2012, like the years before it, have been incredible times for iOS gamers. This year was a little strange in that due to the magic of the App Store, a lot of the great games from 2011 continued to shine even brighter via updates throughout the year. Instead of one stand-out title like last year’s Superbrothers: Sword & Sworcery EP ($3.99), we ended the year with a list of fabulous games and ended up splitting hairs over which to socket into which positions. These five games are absolute must have titles that anyone with an iOS device should own.
Keep in mind, all next week during the iTunes freeze we’re going to be running various “Best of" lists, so if you don’t see a hat tip to a game you love in this particular list, chances are it’ll make an appearance somewhere next week as we conclude our 2012 coverage of iOS games and move on to bigger and better things in 2013.
TouchArcade Game of the Year
Waking Mars - GameClub, Free by Tiger Style Games – [Review] – [Forum Thread] – The same studio blew us away with our 2009 Game of the Year pick, Spider: The Secret of Bryce Manor (Free), and only a few years later does it again with Waking Mars. In the game, you play as an explorer who has landed on Mars and through a Metrovania-style adventure you explore the inner depths of the planet.
Numerous things set Waking Mars ahead of the pack, including a great graphical style and fantastic storytelling. What truly gripped us though, is how the game is entirely non-violent. It would’ve been all too easy for Tiger Style to give your character a gun and have you blasting through Martian caves until you’re blue in the face. Instead, you’re forced to meld with the ecosystems you discover and overcome challenges and puzzles utilizing the seeds of the various plant life you encounter.
Games these days entirely too often seem to hinge on how many things you can blow up, kill, or otherwise annihilate. Waking Mars provides a remarkably unique experience in that mastery of the game hinges on creation and harmony rather than destruction and mayhem.
TouchArcade Game of the Year Runner Up
10000000, $2.99 by EightyEight Games – [Review] – [Forum Thread] – This incredibly deep match three perfectly embodies the promise of the App Store. Here we’ve got a genre that’s beyond saturated in every way imaginable, and then a single developer comes entirely out of the blue and blows our collective minds. Here’s the gist- Everything you do in this game matters. On the surface, it’s a simple row sliding-based match three, but once you play through the tutorial you begin to realize that it’s more about managing the board state over forming any single specific match.

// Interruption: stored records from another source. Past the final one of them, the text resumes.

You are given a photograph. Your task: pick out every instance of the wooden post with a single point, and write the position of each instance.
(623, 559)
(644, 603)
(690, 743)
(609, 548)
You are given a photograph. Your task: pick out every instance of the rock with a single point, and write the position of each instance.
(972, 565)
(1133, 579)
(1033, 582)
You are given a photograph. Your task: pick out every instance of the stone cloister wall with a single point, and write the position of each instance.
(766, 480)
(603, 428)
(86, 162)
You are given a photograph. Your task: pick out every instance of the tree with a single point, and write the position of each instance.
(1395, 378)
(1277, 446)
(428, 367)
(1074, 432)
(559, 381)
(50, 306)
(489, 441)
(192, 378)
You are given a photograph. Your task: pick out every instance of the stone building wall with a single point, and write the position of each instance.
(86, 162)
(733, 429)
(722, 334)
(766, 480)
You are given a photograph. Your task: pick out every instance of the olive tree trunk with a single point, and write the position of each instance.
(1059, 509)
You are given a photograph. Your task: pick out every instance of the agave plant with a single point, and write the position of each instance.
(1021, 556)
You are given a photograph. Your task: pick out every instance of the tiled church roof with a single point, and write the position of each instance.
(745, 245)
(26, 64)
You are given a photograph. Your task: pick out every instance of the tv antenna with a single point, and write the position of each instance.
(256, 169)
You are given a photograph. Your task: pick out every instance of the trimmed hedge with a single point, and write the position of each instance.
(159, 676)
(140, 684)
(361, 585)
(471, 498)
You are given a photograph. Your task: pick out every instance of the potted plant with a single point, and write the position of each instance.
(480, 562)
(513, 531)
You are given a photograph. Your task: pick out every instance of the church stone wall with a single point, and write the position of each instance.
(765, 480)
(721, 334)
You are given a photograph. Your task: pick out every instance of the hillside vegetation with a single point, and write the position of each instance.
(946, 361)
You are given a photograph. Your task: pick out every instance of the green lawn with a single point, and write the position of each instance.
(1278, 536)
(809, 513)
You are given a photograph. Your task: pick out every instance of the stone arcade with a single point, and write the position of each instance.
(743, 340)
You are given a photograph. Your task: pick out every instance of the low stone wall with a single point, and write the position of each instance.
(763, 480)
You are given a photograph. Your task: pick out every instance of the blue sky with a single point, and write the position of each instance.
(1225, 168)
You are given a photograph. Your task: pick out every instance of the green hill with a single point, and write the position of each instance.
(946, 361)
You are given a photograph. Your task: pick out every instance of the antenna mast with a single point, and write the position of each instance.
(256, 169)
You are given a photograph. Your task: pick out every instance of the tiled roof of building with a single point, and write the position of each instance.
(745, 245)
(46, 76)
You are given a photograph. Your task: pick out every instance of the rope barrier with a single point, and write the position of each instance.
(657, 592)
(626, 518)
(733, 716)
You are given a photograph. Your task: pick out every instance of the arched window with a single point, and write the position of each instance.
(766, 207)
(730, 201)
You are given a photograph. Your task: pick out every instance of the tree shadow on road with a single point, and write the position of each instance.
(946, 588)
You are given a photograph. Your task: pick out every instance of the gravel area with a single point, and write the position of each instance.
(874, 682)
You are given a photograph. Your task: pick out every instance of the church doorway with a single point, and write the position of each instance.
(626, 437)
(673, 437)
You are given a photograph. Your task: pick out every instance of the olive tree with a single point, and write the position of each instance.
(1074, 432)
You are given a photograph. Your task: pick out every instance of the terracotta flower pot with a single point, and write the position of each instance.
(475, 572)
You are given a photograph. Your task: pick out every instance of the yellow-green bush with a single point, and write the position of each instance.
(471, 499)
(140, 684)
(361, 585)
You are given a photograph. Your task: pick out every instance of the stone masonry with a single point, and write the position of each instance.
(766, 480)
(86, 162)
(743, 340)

For instance, you’ll need sword and stave blocks in an immediate sense, as matching those is how you attack enemies. However, without managing removal of the stone and wood tiles, you quickly run out of available board space for swords and staves. Stone and wood are used for upgrading and repairing your castle, adding a sense of over-arching progression between individual match three dungeon crawling sessions. There’s a totally cool story behind the development of the game too, be sure to check out our bonus podcast where we interview the developer.
TouchArcade Game of the Year Honorable Mentions
Devil's Attorney, $4.99 by 1337 Game Design – [Review] – [Forum Thread] – The end result of sky-high production values, courtroom comedy, and gameplay that almost seems like a strategic card game, Devil’s Attorney absolutely blew us away. As you progress through the game you expand your career as a lawyer, complete with increasingly tacky wardrobe upgrades, heinous apartment tweaks, and so much more. Court battles hinge on defending your own credibility while attacking that of the opposing lawyers, evidence, and witnesses. Depending on your path of upgrades, you gain access to different abilities, which potentially substantially alter your courtroom strategy.
The Room Pocket, Free / The Room for iPad, $1.99 by Fireproof Games – [Review] – [Forum Thread] – Few games succeed at providing the level of immersion of The Room. Play it on your iPad if you can, but otherwise, grab your headphones, turn down the lights, and dive in. As a player you’re put to the task of unraveling the riddles of a curious mechanical box. Secrets are everywhere to discover, and each “layer" of the box reveals an increasingly detailed puzzle to solve. The only real down-side to The Room is that it ends shockingly abruptly, leaving you remarkably hungry for more. Fingers crossed for The Room 2 in 2013.
Super Hexagon, $2.99 by Terry Cavanagh – [Review] – [Forum Thread] – Perfectly playing on the need to play “just one more," games in Super Hexagon can last mere seconds. All you need to do is avoid the incoming hexagon. Sounds easy, right? See if you can last longer than ten seconds. Keep playing and suddenly you’ll be able to last 20, then 30, then much more. The sense of progression is incredible when you consider your typical game session (unless you’re just really, really good) often lasts less than a minute.